Mitos stunting masih banyak dipercaya masyarakat dan membuat orang tua salah kaprah dalam memahami pertumbuhan anak. Padahal, stunting adalah kondisi gagal tumbuh akibat kekurangan gizi kronis sejak dalam kandungan hingga anak berusia dua tahun, yang berdampak bukan hanya pada tinggi badan, tetapi juga kecerdasan dan kesehatan jangka panjang.

Oleh karena itu, penting bagi orang tua mengenali berbagai mitos yang sering beredar di masyarakat. Berikut beberapa mitos stunting yang masih banyak dipercaya dan faktanya menurut ahli gizi serta sumber resmi kesehatan.
1. Stunting Tidak Sama dengan Anak Pendek
Banyak yang beranggapan bahwa anak pendek pasti stunting, padahal tidak selalu begitu.
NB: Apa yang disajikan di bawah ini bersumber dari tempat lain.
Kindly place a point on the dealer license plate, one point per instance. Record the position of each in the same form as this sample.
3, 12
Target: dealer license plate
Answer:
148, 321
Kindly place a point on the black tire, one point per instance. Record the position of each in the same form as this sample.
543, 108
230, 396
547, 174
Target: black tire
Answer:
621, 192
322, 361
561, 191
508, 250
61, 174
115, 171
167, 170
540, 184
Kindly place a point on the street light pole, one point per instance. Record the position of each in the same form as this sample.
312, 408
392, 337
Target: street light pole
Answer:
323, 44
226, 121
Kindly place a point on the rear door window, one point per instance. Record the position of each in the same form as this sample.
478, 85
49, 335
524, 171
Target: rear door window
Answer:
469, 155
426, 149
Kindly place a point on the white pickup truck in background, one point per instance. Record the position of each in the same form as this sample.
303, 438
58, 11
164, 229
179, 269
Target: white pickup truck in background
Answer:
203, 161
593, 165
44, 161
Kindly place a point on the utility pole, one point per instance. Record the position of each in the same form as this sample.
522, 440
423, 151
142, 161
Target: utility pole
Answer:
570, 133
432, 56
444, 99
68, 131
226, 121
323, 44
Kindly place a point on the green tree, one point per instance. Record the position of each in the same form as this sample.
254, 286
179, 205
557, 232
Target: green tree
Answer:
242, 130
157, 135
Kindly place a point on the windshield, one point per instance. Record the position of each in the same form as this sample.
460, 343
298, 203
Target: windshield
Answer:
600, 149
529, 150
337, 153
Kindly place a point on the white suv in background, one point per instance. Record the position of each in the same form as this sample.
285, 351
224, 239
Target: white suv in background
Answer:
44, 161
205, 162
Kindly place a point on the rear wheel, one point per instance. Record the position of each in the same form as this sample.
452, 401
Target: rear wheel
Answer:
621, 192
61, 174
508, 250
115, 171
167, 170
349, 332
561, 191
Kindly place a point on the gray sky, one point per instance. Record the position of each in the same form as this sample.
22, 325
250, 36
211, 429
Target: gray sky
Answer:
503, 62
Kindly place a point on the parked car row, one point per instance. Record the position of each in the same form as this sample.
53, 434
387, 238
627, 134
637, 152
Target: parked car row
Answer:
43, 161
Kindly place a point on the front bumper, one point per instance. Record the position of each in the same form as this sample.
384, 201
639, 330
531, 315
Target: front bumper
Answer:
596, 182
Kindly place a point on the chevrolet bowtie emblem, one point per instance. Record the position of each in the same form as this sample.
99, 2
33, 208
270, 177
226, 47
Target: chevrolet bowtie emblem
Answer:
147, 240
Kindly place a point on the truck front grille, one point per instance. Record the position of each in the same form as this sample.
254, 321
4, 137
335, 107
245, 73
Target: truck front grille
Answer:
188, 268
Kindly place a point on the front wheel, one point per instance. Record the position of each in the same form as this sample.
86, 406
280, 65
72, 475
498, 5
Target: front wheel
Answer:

Tinggi badan memang salah satu indikator, tetapi stunting sebenarnya adalah kondisi gagal tumbuh akibat kekurangan gizi kronis sejak dalam kandungan hingga anak berusia dua tahun. Faktor genetik juga bisa membuat anak terlihat lebih pendek dibanding teman sebayanya, sehingga diagnosis stunting harus melalui pengukuran pertumbuhan yang tepat oleh tenaga kesehatan.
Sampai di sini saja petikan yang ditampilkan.